I'll write about the Gold in more depth tomorrow, but I was completely blown away by the Silver. On the nose it has those familiar vegetal notes that come with cachacas and rhums agricole, but it also has a pleasant honey scent with a touch of citrus to it. The mouth feel is great - a slightly viscous texture, with a strong finish but without chemical burn of column-still spirit. Esquire just listed Abelha as one of its top three cachacas, but I'm not sure if you need the other two.

Unfortunately, the sampler I got wasn't big enough to try in some spirit/mixer combos, but there was just enough to make up a couple of cocktails.

The first thing I did was based around the other classic cachaca cocktail, the Batida. It's the Caipirinha's longer, more laid back cousin and totally deserving of some of the love thrown at the little peasant drink. I ended up crossbreeding it with a Smash, with the intention of coming up with something fruity for summer.

Colisão

45ml Abelha Silver Cachaca
25ml freshly squeezed red grapefruit juice
25ml pineapple juice
6-8 mint leaves

Shake all the ingredients with ice and strain into an old-fashioned/rocks glass over crushed ice. Feel free to add a touch of gomme/simple syrup into the shaker to taste. Garnish with a grapefruit slice and a mint sprig.

After that, I decided to go old-school. Cachaca tends to be used in caipirinhas and long punch-style drinks and not a lot else, but the Abelha Silver struck me as something that would work really well as an alternative to a white rum.
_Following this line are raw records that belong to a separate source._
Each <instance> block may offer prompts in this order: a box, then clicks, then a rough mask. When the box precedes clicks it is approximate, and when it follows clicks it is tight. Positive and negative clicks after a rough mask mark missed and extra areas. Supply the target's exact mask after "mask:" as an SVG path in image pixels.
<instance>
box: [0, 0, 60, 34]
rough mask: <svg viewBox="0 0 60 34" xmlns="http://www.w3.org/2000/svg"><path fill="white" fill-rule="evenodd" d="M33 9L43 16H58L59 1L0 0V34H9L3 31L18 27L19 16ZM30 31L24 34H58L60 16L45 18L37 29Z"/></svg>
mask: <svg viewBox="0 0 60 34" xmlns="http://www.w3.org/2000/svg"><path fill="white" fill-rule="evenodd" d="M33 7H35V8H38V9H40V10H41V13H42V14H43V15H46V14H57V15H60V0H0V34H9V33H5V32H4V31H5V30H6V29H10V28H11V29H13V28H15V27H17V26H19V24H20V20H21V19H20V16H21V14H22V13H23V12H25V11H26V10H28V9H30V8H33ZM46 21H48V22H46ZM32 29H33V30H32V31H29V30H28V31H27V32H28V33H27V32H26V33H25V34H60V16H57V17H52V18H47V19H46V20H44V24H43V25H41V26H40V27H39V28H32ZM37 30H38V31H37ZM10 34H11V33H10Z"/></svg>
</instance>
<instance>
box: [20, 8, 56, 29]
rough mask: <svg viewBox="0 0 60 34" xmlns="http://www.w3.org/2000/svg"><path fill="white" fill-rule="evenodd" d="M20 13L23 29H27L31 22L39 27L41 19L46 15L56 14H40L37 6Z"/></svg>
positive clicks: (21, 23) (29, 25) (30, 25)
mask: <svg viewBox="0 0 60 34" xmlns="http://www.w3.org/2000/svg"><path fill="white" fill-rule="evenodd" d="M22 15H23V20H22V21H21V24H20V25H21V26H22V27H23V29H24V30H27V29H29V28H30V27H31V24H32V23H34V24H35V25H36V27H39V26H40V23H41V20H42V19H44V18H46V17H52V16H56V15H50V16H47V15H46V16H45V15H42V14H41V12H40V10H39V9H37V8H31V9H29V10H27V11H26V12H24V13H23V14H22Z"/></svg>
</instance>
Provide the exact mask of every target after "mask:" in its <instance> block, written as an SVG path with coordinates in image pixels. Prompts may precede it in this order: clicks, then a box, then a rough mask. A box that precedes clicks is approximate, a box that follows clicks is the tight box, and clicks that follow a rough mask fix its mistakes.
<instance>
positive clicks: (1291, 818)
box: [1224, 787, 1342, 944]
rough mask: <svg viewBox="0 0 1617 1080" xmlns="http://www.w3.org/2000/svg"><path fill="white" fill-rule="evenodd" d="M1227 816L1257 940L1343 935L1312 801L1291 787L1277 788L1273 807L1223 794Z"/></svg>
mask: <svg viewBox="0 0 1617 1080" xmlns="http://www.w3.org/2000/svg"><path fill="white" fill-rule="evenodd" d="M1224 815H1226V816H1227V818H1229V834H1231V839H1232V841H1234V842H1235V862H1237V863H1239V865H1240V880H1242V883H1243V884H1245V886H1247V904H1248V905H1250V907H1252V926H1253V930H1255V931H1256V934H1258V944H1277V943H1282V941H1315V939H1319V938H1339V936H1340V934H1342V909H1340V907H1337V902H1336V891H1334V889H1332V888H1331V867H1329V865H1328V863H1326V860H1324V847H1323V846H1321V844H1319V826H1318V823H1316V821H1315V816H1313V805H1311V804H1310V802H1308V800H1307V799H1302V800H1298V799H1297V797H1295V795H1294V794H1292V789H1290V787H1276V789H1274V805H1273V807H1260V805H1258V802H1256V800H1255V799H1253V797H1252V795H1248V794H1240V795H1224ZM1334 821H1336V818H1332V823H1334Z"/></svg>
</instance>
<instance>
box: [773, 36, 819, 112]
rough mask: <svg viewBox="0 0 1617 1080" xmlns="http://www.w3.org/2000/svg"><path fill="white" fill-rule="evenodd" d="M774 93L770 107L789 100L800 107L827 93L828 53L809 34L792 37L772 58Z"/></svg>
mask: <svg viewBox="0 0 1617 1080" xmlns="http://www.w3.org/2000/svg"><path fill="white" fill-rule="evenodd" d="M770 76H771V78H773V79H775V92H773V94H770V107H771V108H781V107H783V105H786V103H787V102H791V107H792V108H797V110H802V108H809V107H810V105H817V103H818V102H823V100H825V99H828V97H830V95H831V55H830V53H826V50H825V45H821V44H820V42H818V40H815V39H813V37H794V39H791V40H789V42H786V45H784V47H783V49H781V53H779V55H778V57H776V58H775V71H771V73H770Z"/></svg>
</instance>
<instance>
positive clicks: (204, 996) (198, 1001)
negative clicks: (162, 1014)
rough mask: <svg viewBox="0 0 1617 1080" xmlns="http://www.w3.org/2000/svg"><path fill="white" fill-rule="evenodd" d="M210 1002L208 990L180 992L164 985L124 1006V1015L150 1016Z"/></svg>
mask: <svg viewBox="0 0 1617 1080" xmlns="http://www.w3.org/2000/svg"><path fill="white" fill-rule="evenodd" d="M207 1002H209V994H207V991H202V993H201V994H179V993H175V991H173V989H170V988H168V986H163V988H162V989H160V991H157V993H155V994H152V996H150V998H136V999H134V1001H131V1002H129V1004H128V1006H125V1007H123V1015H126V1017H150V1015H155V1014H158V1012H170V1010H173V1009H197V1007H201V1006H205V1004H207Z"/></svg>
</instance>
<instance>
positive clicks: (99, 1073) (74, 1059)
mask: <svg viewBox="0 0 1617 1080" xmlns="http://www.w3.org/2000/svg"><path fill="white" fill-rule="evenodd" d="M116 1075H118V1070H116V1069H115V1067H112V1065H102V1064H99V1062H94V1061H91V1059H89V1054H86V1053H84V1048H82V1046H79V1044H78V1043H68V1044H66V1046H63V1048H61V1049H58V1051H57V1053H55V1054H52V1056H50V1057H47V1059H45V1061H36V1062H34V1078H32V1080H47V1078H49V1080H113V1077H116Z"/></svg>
So, I went with a simple mod of a daiquiri.

Plantação

50ml Abelha Silver Cachaca
25ml freshly squeezed lime juice
10ml sugar cane syrup
1 barspoon Maraschino

Shake all ingredients with ice and fine-strain into a chilled martini/coupette glass. Twist a lime zest over the top and discard. Garnish with a cocktail cherry.

And tomorrow? Tomorrow, I'm getting to know the Abelha Gold.